A small fraction gets recruited by major studios to take on large branded entertainment. Gareth Edwards, Marc Webb, Colin Trevorrow, Jon Watts, Ryan Coogler, and now Taika Waititi have all been scooped up after auspicious Sundance bows to take on massive tentpole titles. By not hiring a more established name, the studios cut costs on the directors and also get more clout in the editing room. In exchange, these fledgling directors get experience on large productions and can tap into funds to make the movies they really want. Witness Trevorrow starting production on a small dramedy, The Book of Henry, almost immediately his Jurassic World shattered box office records.
But perhaps most notably, they turn to television and streaming services, which are currently providing the budgets and creative freedom to develop the voices of emerging artists. 20 years ago, female filmmakers like Kelly Reichardt broke out at Sundance and have since worked almost exclusively in film. Had she debuted films in this generation, though, maybe she would have been enticed by the possibilities of a series at Amazon like Sundance’s 2013 Best Director winner Jill Soloway. And Lee Daniels, who until only recently was the first Oscar-nominated director to emerge from Sundance this millennium, has found a comfortable home on network television with “Empire.” The expansion of television viewing opportunities has proved a fertile ground for storytelling geared toward niche audiences.

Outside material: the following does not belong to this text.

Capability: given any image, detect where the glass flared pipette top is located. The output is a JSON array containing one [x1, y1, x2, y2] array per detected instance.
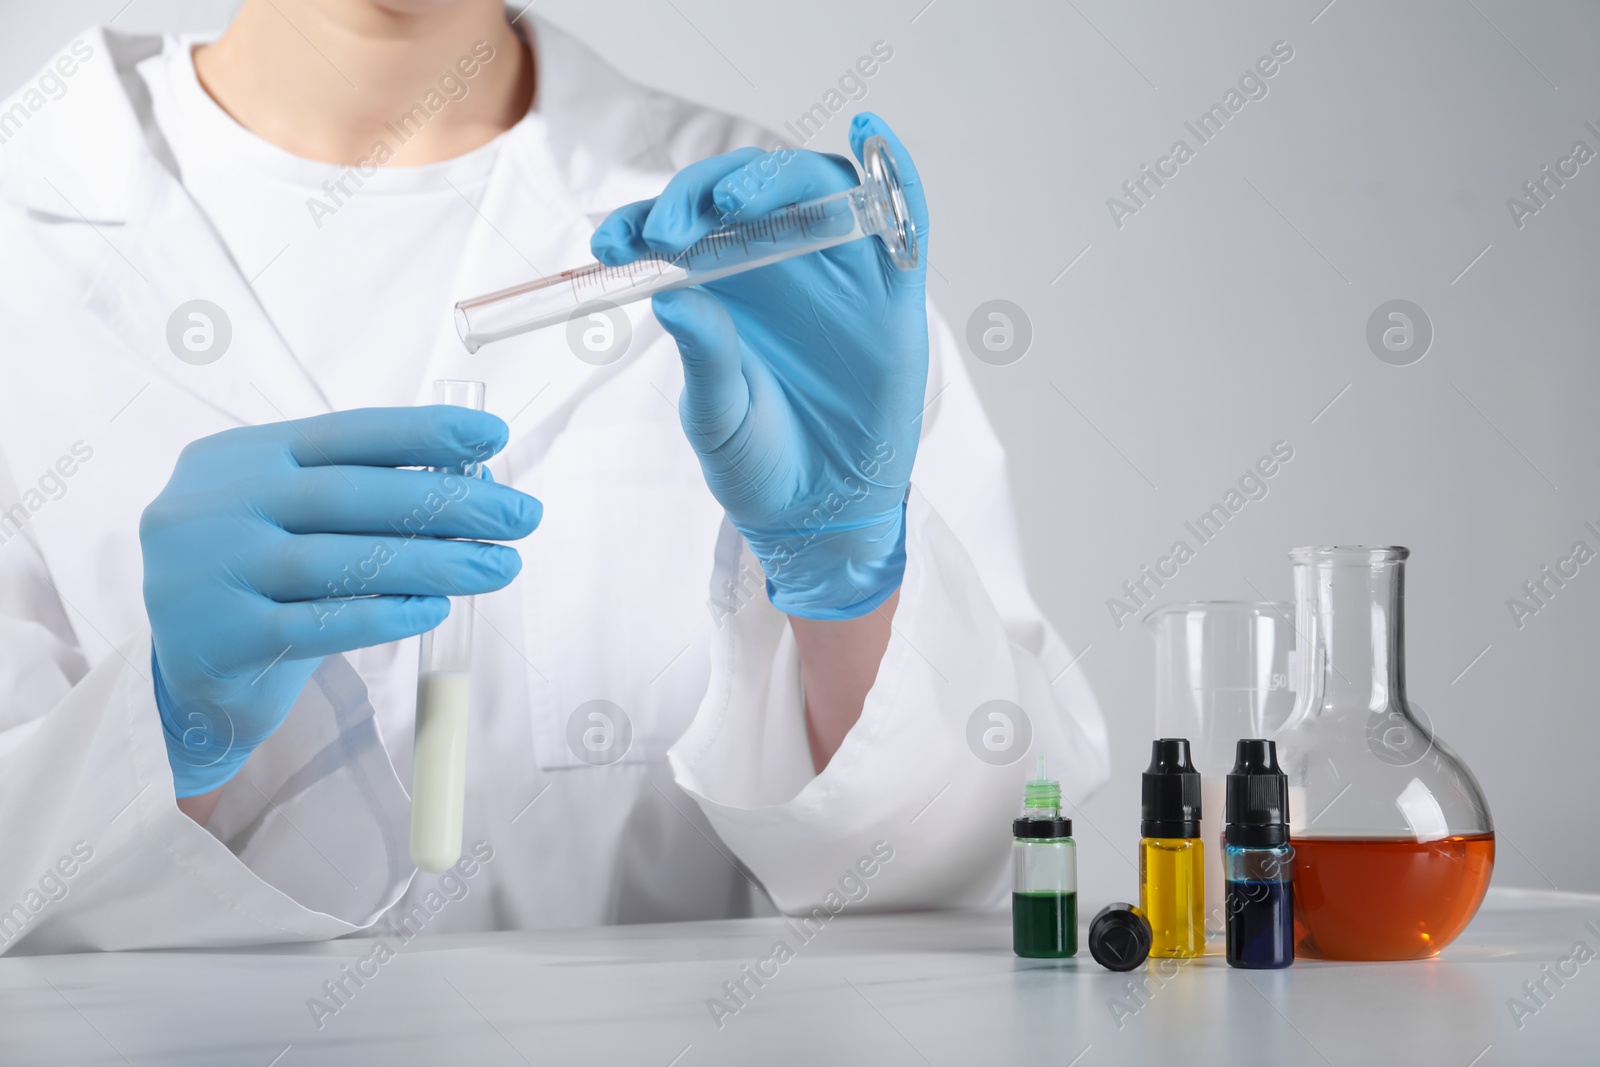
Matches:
[[453, 135, 918, 353]]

This rupture in the Sundance pipeline to Hollywood is a multi-faceted issue, one that compounds structural, technological and individual changes. To pin it all on the filmmakers does not solve the problem. They are contending with a moviegoing audience shrinking in size and increasing in ambivalence. Sundance has changed what it means to be a “Sundance film,” seeking out more daring and original voices outside the mainstream of white male filmmakers. The cinemagoing public embraced more films by women and people of color in 2015 than ever before, so hopefully the spirit of exploring the unfamiliar will soon spread to indie audiences.
This new era may be written off as disappointing when the history books are written, but a better word to describe it would be different. It just might take some time for people to appreciate a festival programming staff as intrepid as the filmmakers they feature. And even in spite of the negativity generated over a handful of underwhelming offerings, this January like so many before, fans and the industry flock to Park City not just to watch but to discover. Their continued attendance and attention just confirms Sundance’s role in the film world as the equivalent of “Saturday Night Live” to comedy. It’s a platform for the present and a breeding ground for the future. Just how different that future looks, however, may depend on the reactions coming out of the festival now.